Codes below give details of building a model

    from pipeline.backend.config import Backend, WorkMode # configs
    from pipeline.backend.pipeline import PipeLine # Pipeline 
    from pipeline.component import Reader, DataIO, Intersection, HeteroSecureBoost # fate components
    from pipeline.interface import Data  # data flow
    from pipeline.runtime.entity import JobParameters # parameter class
    
    # define dataset name and namespace
    guest_train_data = {"name": "breast_hetero_guest", "namespace": "experiment"}
    host_train_data = {"name": "breast_hetero_host", "namespace": "experiment"}

    # initialize pipeline, set guest as initiator and set guest/host party id
    pipeline = PipeLine().set_initiator(role="guest", party_id=9999).set_roles(guest=9999, host=10000)

    # define components
    # reader read raw data 
    reader_0 = Reader(name="reader_0")
    reader_0.get_party_instance(role="guest", party_id=9999).component_param(table=guest_train_data)
    reader_0.get_party_instance(role="host", party_id=10000).component_param(table=host_train_data)
    # data_io transform data
    dataio_0 = DataIO(name="dataio_0", with_label=True)
    dataio_0.get_party_instance(role="host", party_id=10000).component_param(with_label=False)
    # find sample intersection using Intersection components
    intersect_0 = Intersection(name="intersection_0")
    # hetero secureboost components, setting algorithm parameters
    hetero_secureboost_0 = HeteroSecureBoost(name="hetero_secureboost_0",
                                             num_trees=5,
                                             bin_num=16,
                                             task_type="classification",
                                             objective_param={"objective": "cross_entropy"},
                                             encrypt_param={"method": "iterativeAffine"},
                                             tree_param={"max_depth": 3})

    # add components to pipeline, in the order of task execution
    pipeline.add_component(reader_0)\
        .add_component(dataio_0, data=Data(data=reader_0.output.data))\
        .add_component(intersect_0, data=Data(data=dataio_0.output.data))\
        .add_component(hetero_secureboost_0, data=Data(train_data=intersect_0.output.data))

    # compile & fit pipeline
    pipeline.compile().fit(JobParameters(backend=Backend.EGGROLL, work_mode=WorkMode.STANDALONE))
    
    # save train pipeline
    pipeline.dump("pipeline_saved.pkl")

After training, we save pipeline as ‘pipeline_saved.pkl’

Predict instances

After finish fitting secureboost model, we can run prediction by creating a new pipeline, which reuses fate components in the training step.
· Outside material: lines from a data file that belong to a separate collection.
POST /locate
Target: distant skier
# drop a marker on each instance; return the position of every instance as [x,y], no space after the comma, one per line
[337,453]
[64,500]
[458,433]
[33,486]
We load training pipeline from ‘pipeline_saved.pkl’.

    from pipeline.backend.pipeline import PipeLine
    from pipeline.component.reader import Reader
    from pipeline.interface.data import Data
    from pipeline.backend.config import Backend, WorkMode # configs
    from pipeline.runtime.entity import JobParameters # parameter class
    
    # load train pipeline
    pipeline = PipeLine.load_model_from_file('pipeline_saved.pkl')
    # deploy components in training step
    pipeline.deploy_component([pipeline.dataio_0, pipeline.intersection_0, pipeline.hetero_secure_boost_0])
    # set new instances to predict
    # new dataset
    guest_train_data = {"name": "new_hetero_guest", "namespace": "experiment"}
    host_train_data = {"name": "new_hetero_host", "namespace": "experiment"}
    # set new reader
    reader_0 = Reader(name="reader_0")
    reader_0.get_party_instance(role="guest", party_id=9999).algorithm_param(table=guest_train_data)
    reader_0.get_party_instance(role="host", party_id=10000).algorithm_param(table=host_train_data)
    # new predict pipeline
    predict_pipeline = PipeLine()
    # update reader
    predict_pipeline.add_component(reader_0)
    # add selected components from train pipeline onto predict pipeline
    predict_pipeline.add_component(pipeline,data=Data(predict_input={pipeline.dataio_0.input.data: reader_0.output.data}))
    # run predict model
    predict_pipeline.predict(JobParameters(backend=Backend.EGGROLL, work_mode=WorkMode.STANDALONE))